Dans les années 90, une prise de conscience générale sur la situation des espèces amphihalines, sur leur valeur patrimoniale et sociale et sur la nécessité de gérer ces espèces et leur habitat par grand bassin hydrographique a émergé. Depuis 1994, la gestion des poissons migrateurs s’organise à l’échelle de grands bassins fluviaux tels que le bassin Seine-Normandie. Ceci résulte du décret n°94-157 du 16 février 1994 relatif à la pêche des poissons appartenant aux espèces vivant alternativement dans les eaux douces et les eaux salées, décret dit « amphihalins », codifié dans le Code de l’environnement.
Est ainsi créé pour chaque bassin un Comité de Gestion des Poissons Migrateurs (COGEPOMI) qui a la charge d’établir un Plan de Gestion de Poissons Migrateurs (PLAGEPOMI) sur le territoire qui le concerne. Le PLAGEPOMI est arrêté par le Préfet coordinateur de bassin et fixe tous les 5 ans les modalités de gestion en termes :
De nombreuses orientations relatives aux poissons migrateurs inscrites dans les outils de planification et de cohérence de la politique de l’eau s’appuient sur le PLAGEPOMI. C’est par exemple le cas des Schémas Directeurs d’Aménagement et de Gestion des Eaux (SDAGE) créés par la loi sur l’eau de 1992 et qui correspondent aujourd’hui aux plans de gestion mentionnés dans la Directive Cadre sur l’Eau (DCE) de 2000. Avec la DCE, l’Union européenne établit une politique communautaire dans le domaine de l’eau. Pour le milieu marin, l’UE a également établi un cadre, c’est la Directive Cadre « Stratégie pour le milieu marin » (DCSMM) déclinée au niveau français en Plan d’Action pour le Milieu Marin (PAMM).

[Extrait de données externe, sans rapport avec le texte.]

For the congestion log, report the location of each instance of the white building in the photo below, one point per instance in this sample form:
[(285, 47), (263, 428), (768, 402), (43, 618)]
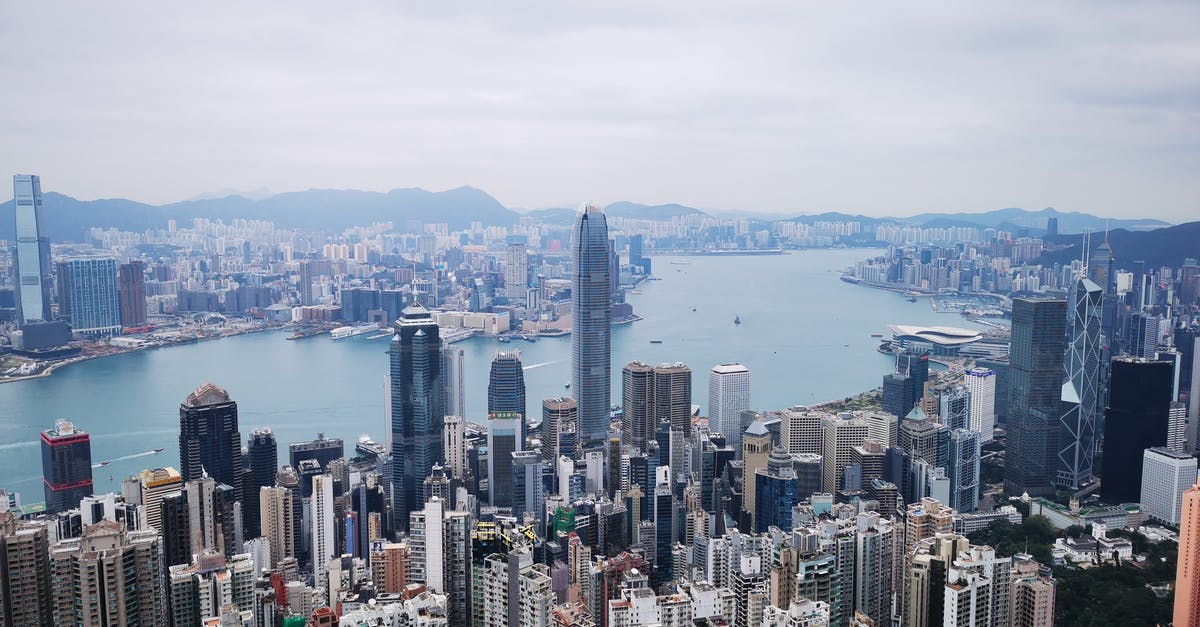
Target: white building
[(729, 395), (1165, 475), (982, 387)]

Devant l’enjeu international que représentent les poissons migrateurs et l’effondrement de certaines populations telles que les populations d’Anguille européenne, des plans de sauvegarde spécifique dépassant les frontières nationales ont également vu le jour. Chaque pays concerné se charge alors d’appliquer les différentes recommandations sur son territoire. C’est par exemple le cas du Plan Anguille. En effet, suite au Règlement anguille européen de 2007, la France a mis en place un plan national de gestion de l’anguille sur trois ans renouvelable (2009-2012 puis 2012-2015 et 2015-2018), qui est amené à être révisé. Deux échelles de travail pour ce plan : une échelle nationale permettant un cadre de travail homogène et une échelle territoriale permettant de décliner le plan au niveau local en fonction des caractéristiques de chaque territoire. La France est ainsi divisée en neuf unités de gestion de l’anguille (UGA) dont celle de Seine-Normandie. L’objectif est d’agir à court terme sur les principaux facteurs de mortalité et ce pour assurer à long terme, conformément au règlement européen, un taux d’échappement vers la mer d’au moins 40 % de la biomasse pristine (biomasse théorique dans l’hypothèse d’une absence de contraintes anthropiques sur le milieu, étant difficilement évaluable la biomasse observée dans les années 80 sert de référence). En parallèle, la qualité environnementale (eau, sédiments, habitats) doit être améliorée pour pérenniser la reconstitution des stocks. Les principaux facteurs de mortalité et de dérangement de l’anguille sont : la pêche, le turbinage pour la production d’hydroélectricité, le braconnage, les pollutions (eau et sédiments) et les pertes d’habitats.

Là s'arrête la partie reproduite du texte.